Summary:
Physician leaders, options to opioids work, and they reduce the risk of dependence, addiction and overdose.
The takeaway for physician leaders is that other options work, and they reduce the risk of dependence, addiction and overdose.
A few years ago, Renea Molden’s doctors told her they wanted to take her off her opioid pills. It did not sound like a good idea to her.
“I was mad, I’ll be honest. I was mad. I was frustrated,” said Molden, 40, of Kansas City, Missouri. She struggles with fibromyalgia, bulging discs and degenerative disc disease. Her doctors were concerned about her potentially taking hydrocodone for the rest of her life, but to her, the three pills she took each day seemed to be the only way she could make it through work, go shopping or even fix dinner.
“It felt like they were taking a part of my life away from me,” she said.
For many people with chronic pain, opioids can seem like the difference between a full life or one lived in agony. Over the past few decades, they have become go-to drugs for acute pain, but Erin Krebs, MD, MPH, with the Minneapolis Veterans Affairs Health Care System and the University of Minnesota, said research about the effectiveness of opioids for chronic pain was lacking.

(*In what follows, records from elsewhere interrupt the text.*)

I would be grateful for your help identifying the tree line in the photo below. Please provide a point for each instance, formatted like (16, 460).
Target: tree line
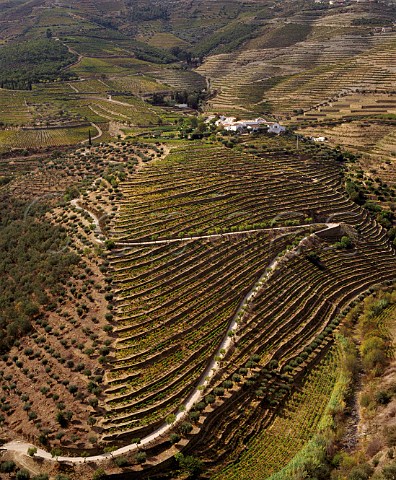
(25, 63)
(34, 264)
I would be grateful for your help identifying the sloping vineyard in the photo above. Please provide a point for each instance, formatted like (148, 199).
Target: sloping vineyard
(198, 190)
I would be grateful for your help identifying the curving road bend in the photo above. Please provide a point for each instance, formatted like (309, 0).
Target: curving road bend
(21, 447)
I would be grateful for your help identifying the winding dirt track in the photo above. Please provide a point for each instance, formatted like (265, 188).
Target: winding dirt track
(20, 447)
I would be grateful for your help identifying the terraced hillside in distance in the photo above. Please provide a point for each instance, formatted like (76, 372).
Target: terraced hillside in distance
(197, 239)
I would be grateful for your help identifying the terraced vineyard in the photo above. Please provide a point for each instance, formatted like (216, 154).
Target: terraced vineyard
(192, 241)
(197, 190)
(297, 422)
(216, 270)
(186, 295)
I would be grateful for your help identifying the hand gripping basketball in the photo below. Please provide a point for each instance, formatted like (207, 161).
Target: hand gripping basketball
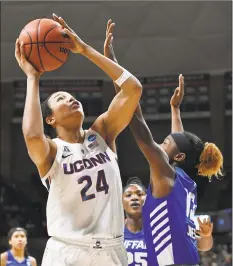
(78, 45)
(28, 69)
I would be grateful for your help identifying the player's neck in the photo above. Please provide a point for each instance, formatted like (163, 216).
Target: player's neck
(18, 253)
(134, 225)
(71, 136)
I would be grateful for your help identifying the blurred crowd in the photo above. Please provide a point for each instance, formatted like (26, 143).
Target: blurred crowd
(219, 255)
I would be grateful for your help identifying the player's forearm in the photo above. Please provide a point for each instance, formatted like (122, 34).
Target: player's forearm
(205, 243)
(138, 125)
(177, 125)
(113, 70)
(113, 58)
(139, 128)
(32, 118)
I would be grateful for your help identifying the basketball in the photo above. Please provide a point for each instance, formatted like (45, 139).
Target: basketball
(46, 45)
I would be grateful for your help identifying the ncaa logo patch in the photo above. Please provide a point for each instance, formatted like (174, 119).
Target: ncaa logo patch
(92, 138)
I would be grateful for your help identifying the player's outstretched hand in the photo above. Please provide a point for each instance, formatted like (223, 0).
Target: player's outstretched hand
(178, 95)
(24, 64)
(206, 227)
(78, 45)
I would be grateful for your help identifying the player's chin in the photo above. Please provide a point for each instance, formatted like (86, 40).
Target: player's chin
(136, 210)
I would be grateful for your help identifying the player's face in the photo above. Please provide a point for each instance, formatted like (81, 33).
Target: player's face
(133, 199)
(18, 240)
(170, 147)
(66, 109)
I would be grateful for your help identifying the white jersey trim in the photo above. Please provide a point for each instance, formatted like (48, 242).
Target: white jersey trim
(46, 180)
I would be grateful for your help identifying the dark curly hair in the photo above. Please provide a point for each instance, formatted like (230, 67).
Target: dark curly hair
(206, 157)
(134, 180)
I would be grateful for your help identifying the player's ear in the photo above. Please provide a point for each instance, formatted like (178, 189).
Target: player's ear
(180, 157)
(50, 120)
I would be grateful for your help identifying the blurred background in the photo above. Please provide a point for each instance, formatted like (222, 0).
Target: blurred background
(156, 41)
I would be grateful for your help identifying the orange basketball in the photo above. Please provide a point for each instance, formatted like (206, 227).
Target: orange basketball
(46, 44)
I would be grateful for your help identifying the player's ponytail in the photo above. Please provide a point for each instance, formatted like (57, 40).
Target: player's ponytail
(204, 159)
(210, 161)
(49, 131)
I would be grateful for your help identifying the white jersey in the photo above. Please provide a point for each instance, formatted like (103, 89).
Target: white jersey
(85, 191)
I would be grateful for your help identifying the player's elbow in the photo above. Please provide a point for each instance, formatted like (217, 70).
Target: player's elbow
(205, 247)
(137, 87)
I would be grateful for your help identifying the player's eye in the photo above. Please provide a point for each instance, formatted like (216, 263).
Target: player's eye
(60, 98)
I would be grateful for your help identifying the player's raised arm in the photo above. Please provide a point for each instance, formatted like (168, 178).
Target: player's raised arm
(152, 151)
(123, 105)
(41, 150)
(175, 102)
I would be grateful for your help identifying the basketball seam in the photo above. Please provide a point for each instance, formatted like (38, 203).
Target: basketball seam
(44, 42)
(29, 43)
(48, 49)
(38, 44)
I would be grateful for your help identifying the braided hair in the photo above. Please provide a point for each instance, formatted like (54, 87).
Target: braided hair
(204, 158)
(134, 181)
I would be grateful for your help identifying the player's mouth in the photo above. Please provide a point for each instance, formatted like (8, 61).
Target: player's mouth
(75, 105)
(135, 205)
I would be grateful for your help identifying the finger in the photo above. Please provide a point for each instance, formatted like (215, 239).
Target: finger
(61, 21)
(198, 232)
(111, 41)
(111, 27)
(70, 33)
(211, 226)
(108, 39)
(199, 221)
(22, 52)
(55, 17)
(108, 24)
(17, 51)
(181, 84)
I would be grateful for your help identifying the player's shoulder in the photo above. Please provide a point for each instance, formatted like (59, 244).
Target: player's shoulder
(32, 260)
(3, 258)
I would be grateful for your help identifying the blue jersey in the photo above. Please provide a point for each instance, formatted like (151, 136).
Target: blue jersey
(11, 261)
(169, 224)
(136, 248)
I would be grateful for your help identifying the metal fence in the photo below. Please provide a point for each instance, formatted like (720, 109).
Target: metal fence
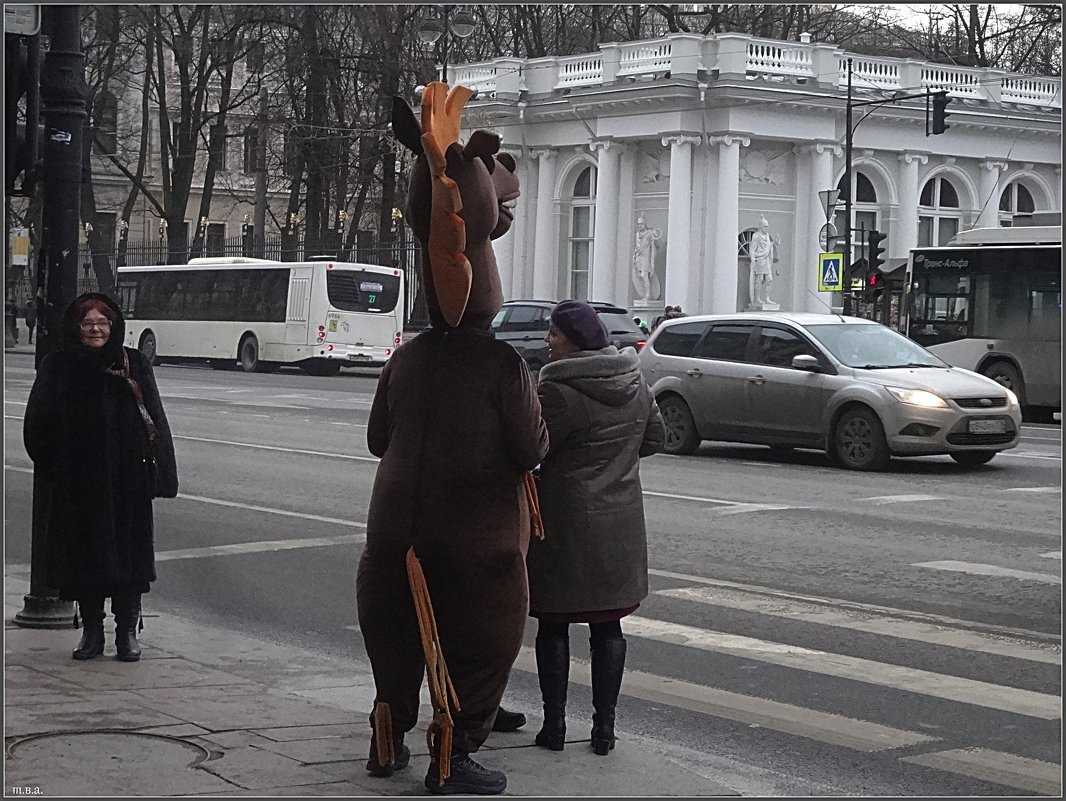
(404, 254)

Even though millions of people take the drugs for long periods of time, there is little evidence to support that use.
“The studies that we had out there were short-term studies and mostly compared opioids to placebo medications,” Krebs said. “From those studies, we knew that opioids can improve pain a little bit more than a placebo, or sugar pill, in the short term, but that’s all we knew.”
But that’s changing. Krebs is the lead author of a study that looks at the effectiveness of opioids for treating chronic pain over 12 months published in March 2018 in the Journal of the American Medical Association.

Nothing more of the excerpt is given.